Il Nocciolo

Annoverata tra le piante più antiche della terra, il Nocciolo (Corylus avellana) è un arbusto appartenente alla famiglia delle Betulaceae, diffuso nei boschi, nei parchi e nei giardini di tutta Italia, fino a un’altitudine di 1500 metri.
L’aspetto è decisamente caratteristico. Il nocciolo, infatti, presenta un unico ceppo da cui nascono molteplici fusti e arbusti, di colore marrone chiaro. Le foglie, ovali e cuoriformi, sono di colore verde scuro. I fiori, che sbocciano in pieno inverno, nei mesi di gennaio e febbraio, sono giallo-dorati. Il frutto, noto sotto il nome di nocciola o nocciolina, è racchiuso all’interno di un involucro. L’odore è impercettibile.
Il nome della specie deriva dalla città di Avella, in provincia di Avellino, famosa per la bontà delle sue nocciole. Il nome del genere, invece, pare derivare dal greco “corys” (ossia “casco”), in riferimento all’involucro del frutto, simile ad un piccolo elmo.
Le proprietà medicamentose del nocciolo erano già note nell’antichità, quando la pianta veniva consigliata come rimedio per i più svariati malanni. Oggi è adoperata non solo nelle pratiche fitoterapiche, ma anche in quelle cosmetiche e in ebanisteria.
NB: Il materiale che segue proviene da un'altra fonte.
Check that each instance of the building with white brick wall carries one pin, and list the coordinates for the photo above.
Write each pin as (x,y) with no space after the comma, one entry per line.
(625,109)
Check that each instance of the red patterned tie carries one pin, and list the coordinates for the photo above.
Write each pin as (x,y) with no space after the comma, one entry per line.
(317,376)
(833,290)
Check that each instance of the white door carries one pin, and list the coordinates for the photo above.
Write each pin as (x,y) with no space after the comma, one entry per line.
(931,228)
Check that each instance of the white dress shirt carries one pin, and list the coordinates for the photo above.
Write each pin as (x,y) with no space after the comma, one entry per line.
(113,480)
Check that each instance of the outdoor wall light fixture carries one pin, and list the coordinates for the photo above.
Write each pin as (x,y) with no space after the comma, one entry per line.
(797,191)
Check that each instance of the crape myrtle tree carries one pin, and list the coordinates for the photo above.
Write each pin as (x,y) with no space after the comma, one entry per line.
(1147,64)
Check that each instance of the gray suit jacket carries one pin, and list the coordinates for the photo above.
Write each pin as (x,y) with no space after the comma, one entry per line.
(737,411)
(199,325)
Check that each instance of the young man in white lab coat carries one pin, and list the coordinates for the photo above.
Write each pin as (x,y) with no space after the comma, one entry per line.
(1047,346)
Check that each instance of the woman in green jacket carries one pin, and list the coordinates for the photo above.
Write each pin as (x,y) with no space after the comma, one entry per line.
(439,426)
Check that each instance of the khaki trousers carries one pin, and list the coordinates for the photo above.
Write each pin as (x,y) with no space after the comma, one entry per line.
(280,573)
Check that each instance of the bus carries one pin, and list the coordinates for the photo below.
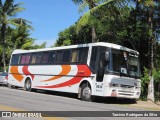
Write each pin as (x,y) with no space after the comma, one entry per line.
(94,69)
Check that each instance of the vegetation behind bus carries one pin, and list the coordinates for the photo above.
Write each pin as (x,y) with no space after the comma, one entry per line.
(117,22)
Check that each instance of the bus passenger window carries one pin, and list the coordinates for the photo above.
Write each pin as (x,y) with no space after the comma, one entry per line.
(33,61)
(83,54)
(45,57)
(15,59)
(59,56)
(66,56)
(75,56)
(52,56)
(23,59)
(27,60)
(38,58)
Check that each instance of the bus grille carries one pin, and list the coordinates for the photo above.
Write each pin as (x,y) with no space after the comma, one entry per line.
(128,93)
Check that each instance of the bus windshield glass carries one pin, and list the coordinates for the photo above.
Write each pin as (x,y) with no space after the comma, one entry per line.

Nocciolo: Principi Attivi e Proprietà Terapeutiche

I principi attivi che rendono la pianta di nocciolo assai preziosa da un punto di vista fitoterapico sono oli eterei, flavonoidi, tannini, saccarosio, resine, glucosidi e betulina. Il frutto del nocciolo, inoltre, è ricchissimo di sali minerali (principalmente calcio, manganese, fosforo, magnesio, cloro e potassio), grassi polinsaturi, vitamine e proteine. In fitoterapia, vengono utilizzati gli amenti (infiorescenze), la corteccia dei rami giovani, le foglie e i semi.
Il nocciolo ha proprietà antiemorragiche, antisudorifere, astringenti, dimagranti, febbrifughe, vaso-costrittrici, antiossidanti, lassative, cicatrizzanti, rimineralizzanti, diaforetiche ed emostatiche. Tali virtù ne fanno un ottimo rimedio contro febbre, raffreddore, cicatrici, piaghe, varici, epistassi, emorroidi e ipermenorrea. Le sue caratteristiche inoltre, lo rendono un valido rimedio per il controllo e la prevenzione del colesterolo cattivo e per i problemi cardiovascolari.
Dalla spremitura a freddo delle nocciole, infine, si ricava un olio dalle proprietà emollienti e lenitive, largamente utilizzato nell’industria cosmetica per la cura delle pelle secca e di alcuni inestetismi.


Nocciolo: Tisana e Infuso

Se soffrite di emorroidi, potrebbe esservi utile una tisana a base di nocciolo. Mettete a bollire per circa sette minuti una miscela composta da 40 grammi di fiori di achillea millefoglie, 40 grammi di foglie di nocciolo e 20 grammi di foglie di amamelide. Trascorso il tempo necessario, filtrate e fare intiepidire. La tisana andrà bevuta tre volte al giorno.
Contro le gambe gonfie, invece, preparate un infuso a base di foglie essiccate di nocciolo, che potrete facilmente procurarvi in erboristeria. Sminuzzate le foglie in una tazza di acqua bollente, coprite e attendete una decina di minuti. Filtrate e lasciate intiepidire. La posologia è di due tazze al giorno, una al mattino e una alla sera.
Il nocciolo non presenta particolari controindicazioni. Tuttavia, l’utilizzo della pianta, altamente allergizzante, viene generalmente sconsigliato in gravidanza e durante l’allattamento.